RRD – Round Robin Database – is a very handy framework for saving server performance counters in a ring buffer.
We can say that if we would like to graph network performance, ntop does most of the hard work for us and all we have left to do is to graph the counters.
Among the counters ntop exposes there are:

  • Total bytes per interface
  • Total HTTP, DHCP, DNS, NetBIOS bytes per interface
  • Interface throughput
  • IGMP, ARP statistics

And speaking of graphing, we have Monitis, which can graph any counter we can think of. I have an idea – lets graph ntop data with Monitis!

Yet another foreword about M3

M3 easily parses output from anywhere around your system and uploads it to Monitis. Monitis is a very vast and comprehensive hosted monitoring platform and so is the API.
M3 offers you an easy way to integrate with the powerful Monitis, enabling you to easily compose tests which can be graphed in Monitis.
The READMEs of M3 have just been updated recently.
We’ll use M3 in order to load ntop’s data into Monitis.
Please check out Monitis-Linux-Scripts (which contains M3) at /usr/share/monitisexchange/Monitis-Linux-Scripts/M3:

 # mkdir -p /usr/share/monitisexchange && cd /usr/share/monitisexchange # git clone git://github.com/monitisexchange/Monitis-Linux-Scripts.git # cd Monitis-Linux-Scripts/M3 

Integrating with Monitis

Integration of ntop and Monitis is yet again too simple.

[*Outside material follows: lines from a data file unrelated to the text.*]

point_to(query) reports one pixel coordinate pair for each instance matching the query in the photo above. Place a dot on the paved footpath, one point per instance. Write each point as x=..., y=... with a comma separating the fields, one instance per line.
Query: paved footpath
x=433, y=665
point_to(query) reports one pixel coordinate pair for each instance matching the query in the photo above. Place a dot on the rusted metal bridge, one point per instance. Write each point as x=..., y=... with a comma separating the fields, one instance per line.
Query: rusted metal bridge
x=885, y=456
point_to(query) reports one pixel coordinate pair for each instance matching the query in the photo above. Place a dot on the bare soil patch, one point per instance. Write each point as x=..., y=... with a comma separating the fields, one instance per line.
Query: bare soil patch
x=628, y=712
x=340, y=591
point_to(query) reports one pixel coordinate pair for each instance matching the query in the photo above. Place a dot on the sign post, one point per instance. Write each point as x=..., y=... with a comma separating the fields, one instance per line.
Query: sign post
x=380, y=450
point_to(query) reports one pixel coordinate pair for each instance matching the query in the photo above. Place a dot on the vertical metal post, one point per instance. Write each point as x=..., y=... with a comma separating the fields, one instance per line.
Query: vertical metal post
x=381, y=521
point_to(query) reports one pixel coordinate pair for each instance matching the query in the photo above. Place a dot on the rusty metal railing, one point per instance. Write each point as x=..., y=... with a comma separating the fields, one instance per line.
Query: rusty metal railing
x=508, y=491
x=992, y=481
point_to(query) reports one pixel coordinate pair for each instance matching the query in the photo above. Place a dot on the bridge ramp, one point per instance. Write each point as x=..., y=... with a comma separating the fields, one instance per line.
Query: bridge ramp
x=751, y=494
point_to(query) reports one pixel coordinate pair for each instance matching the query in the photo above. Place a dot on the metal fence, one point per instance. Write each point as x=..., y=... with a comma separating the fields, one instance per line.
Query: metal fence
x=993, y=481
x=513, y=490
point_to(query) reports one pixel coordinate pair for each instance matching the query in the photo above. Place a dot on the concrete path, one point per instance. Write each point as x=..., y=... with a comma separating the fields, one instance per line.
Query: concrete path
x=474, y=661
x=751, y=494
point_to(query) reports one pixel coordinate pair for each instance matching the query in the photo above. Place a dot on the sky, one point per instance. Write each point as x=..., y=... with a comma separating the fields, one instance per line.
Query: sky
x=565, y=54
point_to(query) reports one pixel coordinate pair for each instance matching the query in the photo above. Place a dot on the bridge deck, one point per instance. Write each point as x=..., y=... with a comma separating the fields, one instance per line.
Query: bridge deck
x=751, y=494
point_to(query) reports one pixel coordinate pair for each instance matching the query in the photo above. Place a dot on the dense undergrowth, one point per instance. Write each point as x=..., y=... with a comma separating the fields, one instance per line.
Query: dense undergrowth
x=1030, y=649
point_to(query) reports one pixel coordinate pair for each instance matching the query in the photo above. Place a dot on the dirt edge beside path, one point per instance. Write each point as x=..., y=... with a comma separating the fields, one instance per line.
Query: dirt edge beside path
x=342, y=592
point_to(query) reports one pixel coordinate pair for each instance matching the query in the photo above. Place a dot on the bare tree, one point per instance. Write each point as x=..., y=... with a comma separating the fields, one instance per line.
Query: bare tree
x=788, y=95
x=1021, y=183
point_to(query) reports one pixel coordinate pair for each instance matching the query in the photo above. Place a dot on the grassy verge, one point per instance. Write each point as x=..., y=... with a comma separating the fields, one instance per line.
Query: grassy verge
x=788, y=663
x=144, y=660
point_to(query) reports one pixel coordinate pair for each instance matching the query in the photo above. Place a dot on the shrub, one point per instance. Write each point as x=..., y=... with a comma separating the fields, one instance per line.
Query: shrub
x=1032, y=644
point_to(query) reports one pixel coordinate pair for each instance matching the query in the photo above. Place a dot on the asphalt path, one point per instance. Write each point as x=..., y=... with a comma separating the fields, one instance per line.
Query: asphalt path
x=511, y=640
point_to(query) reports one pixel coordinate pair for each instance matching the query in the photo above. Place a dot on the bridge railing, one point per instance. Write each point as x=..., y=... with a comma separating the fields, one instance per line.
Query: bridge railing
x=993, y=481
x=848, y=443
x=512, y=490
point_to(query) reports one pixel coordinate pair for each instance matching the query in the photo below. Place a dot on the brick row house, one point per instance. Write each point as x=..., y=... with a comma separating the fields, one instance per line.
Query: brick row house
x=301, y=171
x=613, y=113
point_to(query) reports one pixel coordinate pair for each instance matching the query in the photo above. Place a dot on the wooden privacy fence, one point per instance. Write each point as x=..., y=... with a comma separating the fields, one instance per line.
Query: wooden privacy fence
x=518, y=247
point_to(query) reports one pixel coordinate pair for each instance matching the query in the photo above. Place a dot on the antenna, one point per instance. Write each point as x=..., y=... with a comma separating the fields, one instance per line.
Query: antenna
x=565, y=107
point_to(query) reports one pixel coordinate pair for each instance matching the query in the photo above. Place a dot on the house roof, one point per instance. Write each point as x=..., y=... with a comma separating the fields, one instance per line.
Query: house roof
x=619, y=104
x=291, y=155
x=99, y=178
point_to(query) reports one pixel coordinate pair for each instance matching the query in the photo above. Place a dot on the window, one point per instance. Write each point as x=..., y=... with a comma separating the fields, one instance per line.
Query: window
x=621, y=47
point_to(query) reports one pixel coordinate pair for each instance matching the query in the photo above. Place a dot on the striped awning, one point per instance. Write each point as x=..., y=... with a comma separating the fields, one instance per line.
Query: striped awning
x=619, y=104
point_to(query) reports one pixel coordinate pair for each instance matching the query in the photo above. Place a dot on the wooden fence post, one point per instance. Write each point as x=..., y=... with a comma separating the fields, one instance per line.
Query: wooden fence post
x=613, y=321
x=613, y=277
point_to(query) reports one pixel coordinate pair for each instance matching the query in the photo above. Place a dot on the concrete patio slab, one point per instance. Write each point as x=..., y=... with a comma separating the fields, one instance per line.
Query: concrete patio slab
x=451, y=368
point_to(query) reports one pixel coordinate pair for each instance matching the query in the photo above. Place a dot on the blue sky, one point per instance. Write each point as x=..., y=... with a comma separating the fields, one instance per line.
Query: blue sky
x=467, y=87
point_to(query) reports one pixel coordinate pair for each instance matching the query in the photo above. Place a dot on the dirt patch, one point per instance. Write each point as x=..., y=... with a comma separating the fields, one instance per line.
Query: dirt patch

Why? – because we can make use of M3.
For your inconvenience we’ve created a sample configuration file for the integration of ntop and Monitis.
In order to run ntop it is recommended to be root:

 # ntop -i wlan0 

Or:

 # ntop -i eth0 

The sample configuration would operate on wlan0, but you could easily change it to eth0 if need be.
What we are going to simply do is extract the last measurement counter from ntop’s RRD files, the time stamp of the check – and upload it to Monitis.
It’s all too easy with M3 and the configuration file is self explanatory.
If it isn’t, however, please let me know!
Invocation of M3 should be as follows:

 # cd /usr/share/monitisexchange && cd /usr/share/monitisexchange/Monitis-Linux-Scripts/M3 # ./AddMonitors.pl ntop/ntop.xml # ./TimerRun.pl ntop/ntop.xml 

Bandwidth monitoring in Monitis

The end result is pretty neat.
One of the monitors will show you how much HTTP out of your whole traffic is actually being used. Same can be easily done for DNS, DHCP, NetBIOS and more.
You could easily add some other counters which interest you. ntop is very powerful and as you’ve seen the integration is all too simple just as well.